Four dementia research projects in Cambridge are to receive a share of £449,924 in funding grants from the charity Alzheimer's Research UK.
Each of the projects is currently working on ways in which dementia can be better understood, diagnosis rates improved and new treatments created.
Some £280,907 will be provided to a team of scientists at the University of Cambridge which is screening potential new drugs for Alzheimer's disease using new super resolution microscopes.
A further £49,920 will go to another University of Cambridge project which is looking at ways in which Alzheimer's and frontotemporal dementia, a rare form of the condition, can be distinguished.
And £8,650 is being paid to a project which is using fruit flies to investigate links between the ageing process and cognitive impairment.
The remainder is going to Dr Michael Coleman for a PhD scholarship at the Babraham Institute. He has been awarded £110,447 to train a student who will investigate the links between amyloid and tau – the two proteins found in the brains of people with Alzheimer's disease.
The three-year study will look at whether these proteins trigger a chain of events which impacts on how other materials are transported within cells.
Dr Coleman said he is delighted to be given the funding needed to provide a skilled student with the training that will hopefully put them on the path to understanding Alzheimer's in much greater detail.
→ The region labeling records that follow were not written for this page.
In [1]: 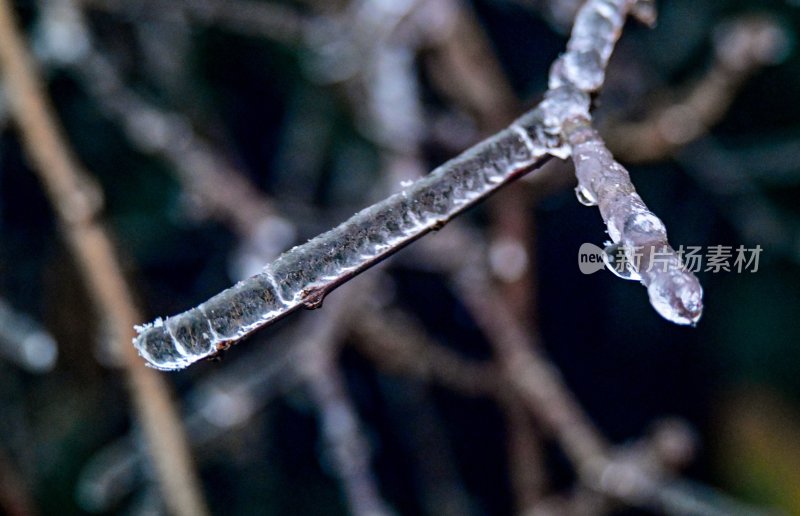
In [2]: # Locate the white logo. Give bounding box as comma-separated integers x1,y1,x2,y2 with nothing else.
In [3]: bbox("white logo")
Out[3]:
578,242,605,274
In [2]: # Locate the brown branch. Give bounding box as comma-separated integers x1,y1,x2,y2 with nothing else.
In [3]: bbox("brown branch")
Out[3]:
0,0,207,515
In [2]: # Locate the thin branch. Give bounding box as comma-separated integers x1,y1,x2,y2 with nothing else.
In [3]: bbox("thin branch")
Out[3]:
0,0,207,515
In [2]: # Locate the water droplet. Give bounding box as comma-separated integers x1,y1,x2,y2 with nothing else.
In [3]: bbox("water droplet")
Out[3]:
603,243,642,281
575,185,597,206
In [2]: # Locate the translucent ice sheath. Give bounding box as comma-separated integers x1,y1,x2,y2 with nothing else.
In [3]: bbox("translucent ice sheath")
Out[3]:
134,94,589,370
134,0,702,369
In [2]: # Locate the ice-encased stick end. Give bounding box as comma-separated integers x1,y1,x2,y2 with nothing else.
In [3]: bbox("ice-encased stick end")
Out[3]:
133,319,197,371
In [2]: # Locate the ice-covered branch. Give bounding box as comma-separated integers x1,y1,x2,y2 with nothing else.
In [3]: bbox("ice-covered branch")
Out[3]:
134,102,560,369
567,122,703,324
0,0,207,515
134,0,701,370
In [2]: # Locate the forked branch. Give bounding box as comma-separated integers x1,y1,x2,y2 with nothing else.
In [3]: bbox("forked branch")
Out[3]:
134,0,702,370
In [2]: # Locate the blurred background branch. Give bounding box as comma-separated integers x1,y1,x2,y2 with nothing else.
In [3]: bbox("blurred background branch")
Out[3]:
0,0,800,515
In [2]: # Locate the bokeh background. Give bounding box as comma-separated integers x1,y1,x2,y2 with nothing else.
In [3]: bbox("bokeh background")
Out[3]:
0,0,800,515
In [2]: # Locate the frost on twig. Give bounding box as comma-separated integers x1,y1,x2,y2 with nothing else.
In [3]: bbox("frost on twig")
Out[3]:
134,0,702,370
567,122,703,324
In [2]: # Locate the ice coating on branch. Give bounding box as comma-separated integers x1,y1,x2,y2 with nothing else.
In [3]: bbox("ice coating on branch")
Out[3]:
549,0,634,92
512,85,590,159
134,119,552,370
567,123,703,324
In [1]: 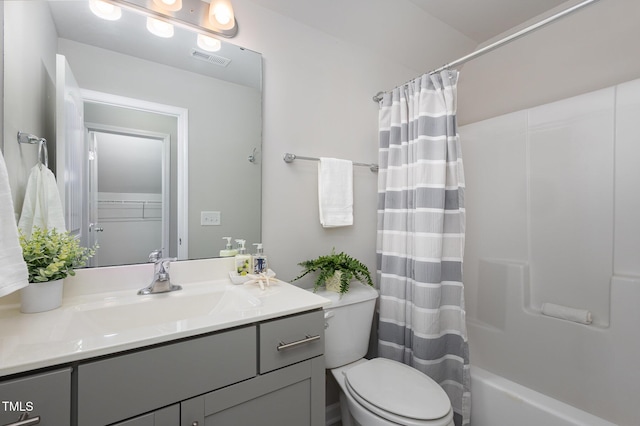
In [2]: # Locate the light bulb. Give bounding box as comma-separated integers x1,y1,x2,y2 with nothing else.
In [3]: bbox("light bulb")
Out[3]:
198,34,222,52
89,0,122,21
213,6,231,25
209,0,235,30
153,0,182,12
147,18,173,38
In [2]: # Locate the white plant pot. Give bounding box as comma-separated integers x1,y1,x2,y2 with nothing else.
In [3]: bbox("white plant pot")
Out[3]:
20,279,64,314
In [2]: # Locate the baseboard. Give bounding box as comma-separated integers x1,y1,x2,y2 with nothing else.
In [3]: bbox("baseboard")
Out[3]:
325,402,342,426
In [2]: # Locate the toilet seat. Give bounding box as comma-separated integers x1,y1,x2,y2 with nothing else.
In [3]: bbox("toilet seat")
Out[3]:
343,358,451,426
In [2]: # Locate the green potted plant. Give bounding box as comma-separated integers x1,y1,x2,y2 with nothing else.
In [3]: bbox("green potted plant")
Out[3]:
19,227,97,313
293,249,373,294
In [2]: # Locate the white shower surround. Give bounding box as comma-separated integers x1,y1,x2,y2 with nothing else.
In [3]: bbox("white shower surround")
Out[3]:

"This knowledge is crucial for developing new treatments for the disease – by understanding what may be going wrong in a disease, we stand a much better chance of being able to intervene successfully," he added.
"Alzheimer’s is the most common cause of dementia, and treatments capable of stopping the disease in its tracks are desperately needed. I hope our research will take us closer to that goal."
It is estimated that over 800,000 people are living with some form of dementia in the UK. More than 6,000 of that number live in Cambridgeshire.